I’m often involved in discussions or projects related to the world of online story telling.  Truth be told, I do love a good story, and I do believe it is part of why I love to record other people’s words. By and large it must be a big benefit for all of us now and for future generations, that in 2013 storytelling got hip!

photo by giulia.forsythe /flickr
photo by giulia.forsythe /flickr

Despite the fact that it is probably good for our collective health and I myself am involved in teaching and promoting story telling online, I am also partly skeptical of all the noise surrounding the word. Storytelling for the sake of sharing with the world and bringing us closer together- yes! Surely it does matter how you present something, if the audience can understand it, follow it, and to some extent relate somehow. But storytelling that is focused on entertaining and manufacturing emotional high’s and low’s, as a journalist at heart, that is not what I am about. Of course I like a good story and have certainly exaggerated my way through some tales for the sake of a big smile or a “huh.. wow.. that’s amazing” reaction.  I too love the stories coming out of radio projects like This American Life, Radio Lab, or Snap Judgement.  But if indeed I am a storyteller and I’m busy teaching means of better telling their stories, I would rather inspire people to not try to entertain but rather – tell the truth.

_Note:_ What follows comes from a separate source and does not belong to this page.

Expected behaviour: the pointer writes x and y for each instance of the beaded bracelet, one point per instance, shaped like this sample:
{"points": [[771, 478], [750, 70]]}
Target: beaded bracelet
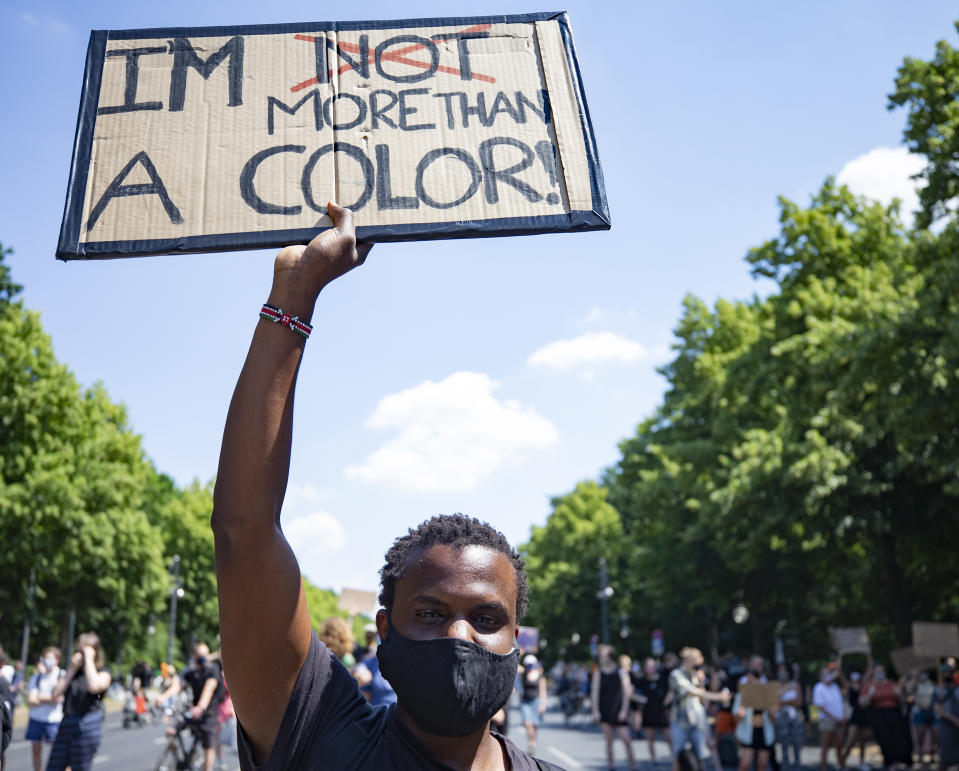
{"points": [[277, 316]]}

Choose to record the words of a person without chopping up the audio or video in an effort to create an emotional moment. Films do that. Radio plays do that. Even the guy or gal at the bar on a Friday night does that. But we who genuinely want to bring stories of real lives and real issues from one part of the world to another, our priority should not be to produce “a story” that will captivate and move an audience, we should let the truth do that.  And if the truth isn’t enough to get someone’s attention, if the reality of suffering or triumph from some corner of the globe isn’t enough to compel an audience to listen, at some level, I say- so be it- life is not always entertaining or captivating. Sometimes life is just sad or wonderful or something in between. It is not a made for tv drama, and there are still many of us out there that don’t need to be entertained before we learn something new.